Ramli Nurawang ยท Senin, 09 September 2019 - 14:38 WIB
Kasus Tilang Berujung Maut di Lombok Timur, Warga Tewas usai Menyerang Polisi

Suasana di rumah keluarga Zainal Abidin, yang tewas usai menyerang oknum Polres Lombok Timur dan terlibat perkelahian, Senin (9/9/2019). (Foto: iNews/Ramli Nurawang)

LOMBOK TIMUR, iNews.id – Kasus tilang berujung maut terjadi di Kabupaten Lombok Timur, Nusa Tenggara Barat (NTB). Seorang warga bernama Zainal Abidin (29), yang sebelumnya melanggar lalu lintas, tewas setelah menyerang oknum Polres Lombok Timur dan terlibat perkelahian, saat akan mengambil sepeda motornya yang ditahan.

Saat ini, keluarga menyerahkan kasus itu sepenuhnya ke penegak hukum. Sementara polisi masih mendalami kasus ini dengan memeriksa sejumlah saksi.

Informasi diperoleh, kasus ini terjadi pada Kamis (5/9/2019) lalu. Zainal, warga asal Dusun Tunjang, Desa Paok Motong, Kecamatan Masbagik, Kabupaten Lombok Timur, terjaring Razia Operasi Patuh sekitar pukul 16.00 Wita.


BACA JUGA: Penyerangan Polisi di Pati, Pelaku Teror Cari Anggota Berpakaian Dinas


Kemudian pada malam harinya sekitar pukul 20.30 Wita, Zainal mendatangi Kantor Satlantas Polres Lombok Timur untuk mengambil sepeda motornya yang ditahan setelah ditilang.

Dari keterangan polisi, pelaku Zainal datang sambil membentak petugas dengan suara keras. Zainal tiba-tiba menyerang dengan cara memukul dan menggigit jari tangan salah satu polisi.

Polisi yang diserang berusaha membela diri.

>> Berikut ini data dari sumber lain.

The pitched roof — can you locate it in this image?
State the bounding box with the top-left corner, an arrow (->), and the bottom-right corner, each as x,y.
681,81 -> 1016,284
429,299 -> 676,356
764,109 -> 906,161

Adu pukul dan perkelahian antara Zainal da polisi akhirnya tak terhindarkan hingga keduanya roboh. Sementara polisi lainnya yang tiba di lokasi langsung melerai dan membawa pelaku ke Satreskrim Mapolres Lombok Timur. Polisi yang diserang Zainal dibawa ke RSUD Dokter Raden Soejdono Selong.

Sementara Zainal yang menjalani pemeriksaan tiba-tiba terjatuh. Petugas lalu membawanya ke RSUD dr R Soedjono. Namun, Zainal akhirnya mengembuskan napas terakhir pada Sabtu dini hari (7/9/2019) di RSUD Dokter Raden Soejdono Selong.

Pascakejadian ini, polisi masih mendalami kasus ini dengan memeriksa sejumlah saksi. “Kami masih memeriksa sejumlah saksi,” kata Kapolres Lombok Timur AKBP Ida Bagus Made Winarta, Senin (9/9/2019).

Sementara orang tua Zainal, Sahabudin dan ibunya Rahmah mengaku sudah ikhlas dengan kepergian anaknya. Keluarga juga menyerahkan kasus ini sepenuhnya ke penegak hukum. Mereka berharap oknum petugas yang diduga terlibat melakukan kekerasan terhadap Zainal hingga akhirnya tewas, ditindak sesuai aturan.

“Ada tiga poin yang kami inginkan selaku keluarga, yang pertama tindakan hukum terhadap anggota polisi yang indisipliner. Kedua, tanggung jawab moral terhadap kami keluarga yang berduka. Harapan terakhir, status hukum atas oknum polisi itu,” kata Samiun, mewakili keluarga Zainal.

Informasi dari keluarga, Zainal mengalami gangguan jiwa setelah pulang merantau dari Malaysia beberapa tahun lalu. Zainal pernah dirawat di Rumah Sakit Jiwa Mataram.